3.18. Varanus primordius Mertens, 1942

We examined only a male individual. Karyotype with 2n = 40 chromosomes (16 macro- and 24 microchromosomes). The macrochromosome pairs 1–3 and 5–8 are bi-armed, the 4th pair is acrocentric (Figure 3h). An additional animal of unknown sex was identified as a triploid with 3n = 60 (Figure 2g). The C-banding revealed accumulation of heterochromatin mainly in the pericentromeric region of the chromosomes (Figure 5i,j). The telomeric sequences were detected only in the terminal positions of all chromosomes (Figure 7i,j). The FISH with rDNA probe revealed a signal in the pericentromeric region of the 1st chromosome pair (Figure 9i,j). The qPCR test revealed that the triploid individual had an average of 0.71 gene dose ratio for the Z-specific genes in comparison to the male, which corresponds to ZZW sex chromosome constitution (Table S2). The W chromosome cannot be accurately identified in the metaphases by the C-banding (Figure 5i,j) or CGH (Figure 10p,q), due to its small size and the bright signals on the other microchromosomes.

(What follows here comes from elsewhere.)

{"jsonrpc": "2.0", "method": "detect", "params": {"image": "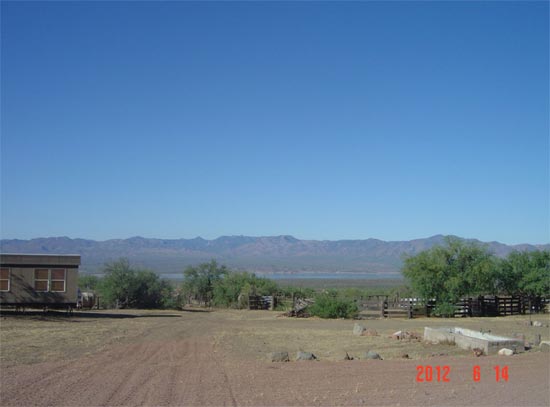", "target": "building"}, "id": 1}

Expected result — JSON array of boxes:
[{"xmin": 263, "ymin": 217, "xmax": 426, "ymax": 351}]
[{"xmin": 0, "ymin": 254, "xmax": 80, "ymax": 308}]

3.19. Varanus salvadorii (Peters & Doria, 1878)

Karyotype with 2n = 40 chromosomes (16 macro- and 24 microchromosomes). The chromosomal pairs 1–3 and 5–8 are bi-armed, while the pair 4 is acrocentric (Figure 3i,j). The C-banding revealed the accumulation of heterochromatin in the pericentromeric region of the chromosomes and in the W chromosome in females (Figure 5k,l). The telomeric sequences were detected in the terminal positions of all chromosomes. ITRs were detected in the pericentromeric region of the 6th chromosome pair (Figure 7k,l). The FISH with rDNA probe revealed a signal in the pericentromeric region of the 1st chromosome pair (Figure 9k,l).

3.20. Varanus salvator komaini Nutaphand 1987

Karyotype with 2n = 40 chromosomes (16 macro- and 24 microchromosomes). All macrochromosomes are bi-armed, except the 4th pair which is acrocentric (Figure 3k,l). The C-banding revealed accumulation of heterochromatin in the pericentromeric region of all chromosomes, in the telomeric region of the second chromosomal pair, and in the W of the female (Figure 5m,n). The telomeric sequences were detected only in the terminal positions of all chromosomes (Figure 7m,n). The FISH with rDNA probe revealed a signal in the pericentromeric region of the 1st chromosome pair (Figure 9m,n).

3.21. Xenosaurus grandis (Gray, 1856)

We examined only a single male individual. Karyotype with 2n = 36 chromosomes (12 macro- and 24 microchromosomes). All macrochromosomes are bi-armed (Figure 3m).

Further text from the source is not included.